Kenya says plans to cut frivolous spending won’t harm growth

Kenya’s planned budget cuts in the current fiscal year will not affect the nation’s “still strong” economic growth that’s being buoyed by the construction and agricultural sectors and recovery in tourism, Treasury Secretary Henry Rotich said in an interview.

The finance ministry in East Africa’s biggest economy may trim spending for the year ending June 30 by 4.5 percent to 1.91 trillion shillings ($18.7 billion) in a supplementary budget to be presented to lawmakers later this month, according to a draft policy statement on its website.

“It’s not necessarily always that a bigger budget means bigger growth in the economy,” Rotich said Thursday in Nairobi, the capital. “It depends on what you are spending on. The expenditure that we are touching is not expenditure that is going to hit on our growth.”

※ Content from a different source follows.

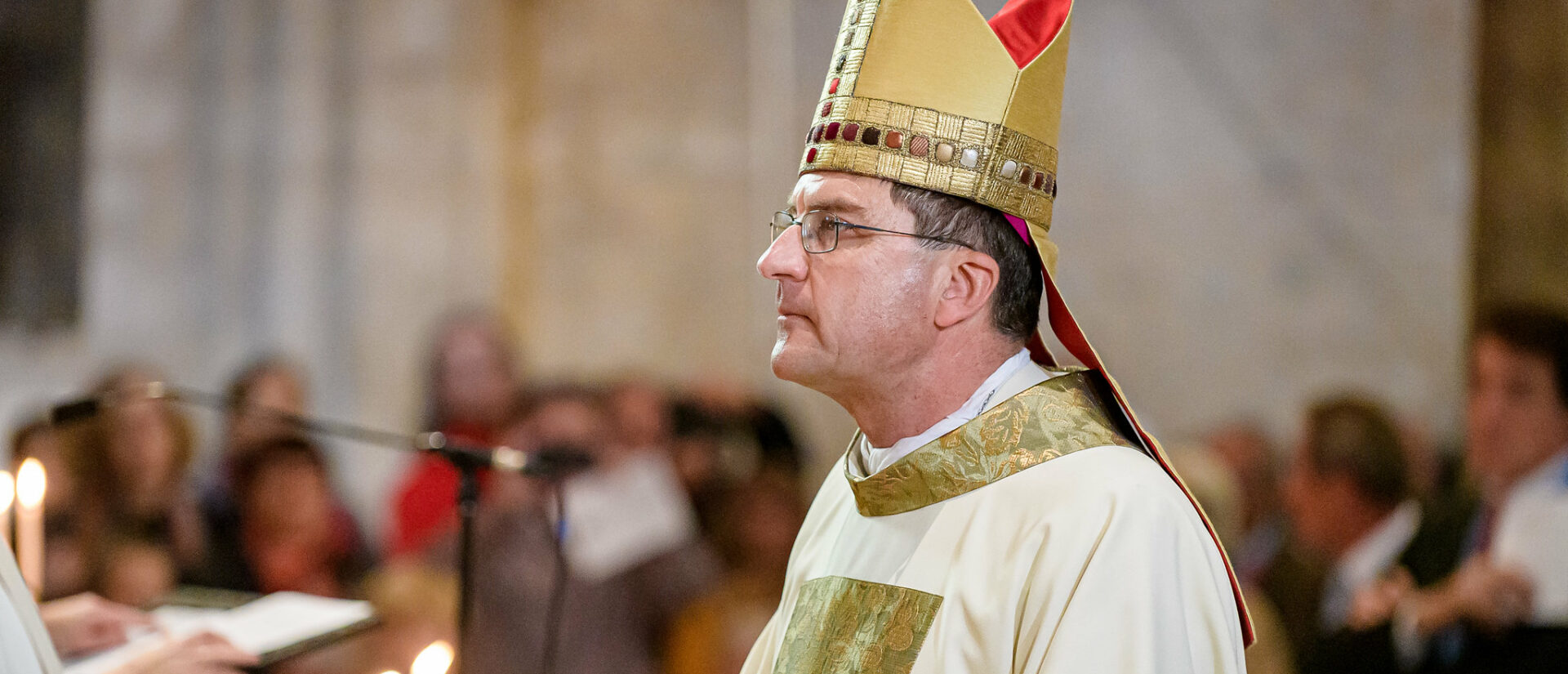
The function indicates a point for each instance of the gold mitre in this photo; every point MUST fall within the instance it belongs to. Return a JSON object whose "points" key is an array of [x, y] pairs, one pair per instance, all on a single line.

The 4.5 percent cut “was just an indication, the figure may be less than that or around there, but the direction will be to reduce.”

Recovering Economy

President Uhuru Kenyatta’s government will “reprioritize and rationalize” expenditure on new projects that are yet to begin as it battles to rein in spending and to curb domestic borrowing. “Only new projects that have not started off, or have started off but absorption is slow” will have funds frozen.

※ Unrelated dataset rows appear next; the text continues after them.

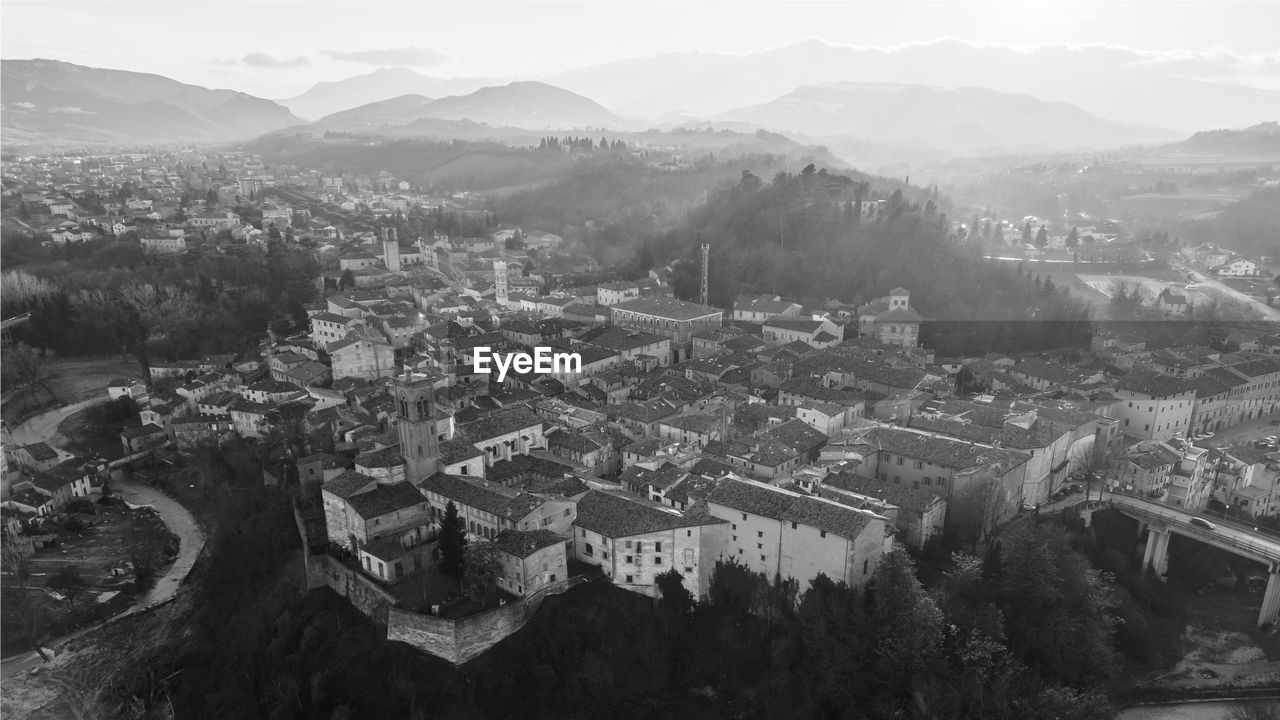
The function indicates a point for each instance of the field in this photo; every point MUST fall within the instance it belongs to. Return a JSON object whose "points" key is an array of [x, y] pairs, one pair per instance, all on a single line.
{"points": [[99, 548], [72, 381]]}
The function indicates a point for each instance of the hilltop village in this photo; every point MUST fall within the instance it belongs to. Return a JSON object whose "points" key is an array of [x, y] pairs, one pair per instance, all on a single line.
{"points": [[795, 441]]}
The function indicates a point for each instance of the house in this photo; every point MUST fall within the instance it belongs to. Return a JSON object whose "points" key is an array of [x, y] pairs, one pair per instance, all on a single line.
{"points": [[634, 542], [361, 355], [513, 431], [759, 308], [917, 515], [675, 319], [816, 333], [891, 319], [530, 560], [383, 524], [613, 292], [487, 509], [1238, 268], [39, 458], [787, 534], [1153, 405]]}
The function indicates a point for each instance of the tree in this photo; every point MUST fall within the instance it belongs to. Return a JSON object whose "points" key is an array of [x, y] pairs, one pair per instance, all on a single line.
{"points": [[974, 510], [481, 569], [676, 597], [17, 564], [32, 620], [26, 368], [453, 542], [69, 582], [1093, 463]]}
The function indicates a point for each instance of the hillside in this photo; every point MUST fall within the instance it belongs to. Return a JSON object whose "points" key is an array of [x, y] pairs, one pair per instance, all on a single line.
{"points": [[1253, 142], [59, 104], [384, 83], [968, 119]]}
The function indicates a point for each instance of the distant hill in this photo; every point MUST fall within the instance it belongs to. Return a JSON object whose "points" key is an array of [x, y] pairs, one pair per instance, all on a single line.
{"points": [[531, 105], [383, 113], [384, 83], [55, 103], [965, 119], [1257, 141]]}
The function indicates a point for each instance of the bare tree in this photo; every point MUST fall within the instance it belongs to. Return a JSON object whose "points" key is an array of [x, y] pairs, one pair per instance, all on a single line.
{"points": [[974, 510], [1092, 464]]}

The government will clamp down on unnecessary government travel, frivolous expenses and may recall money that had been earmarked to deal with any adverse effects of the El Nino weather event, Rotich said. The world’s biggest exporter of black tea had expected the phenomenon would cause heavy flooding.

Growth is set to recover this year to 6 percent from an estimated 5.6 percent in 2015, according to the Treasury’s forecasts. The rate of expansion sputtered following a drought that cut tea output and Islamist attacks hurt the tourism sector, two main sources of foreign exchange and employment.

Spending on a Chinese-built $3.8 billion railway would continue boosting demand in the construction sector, Rotich said.

“The sectors that were doing poorly one or two years ago are now doing better, our growth is still strong,” he said.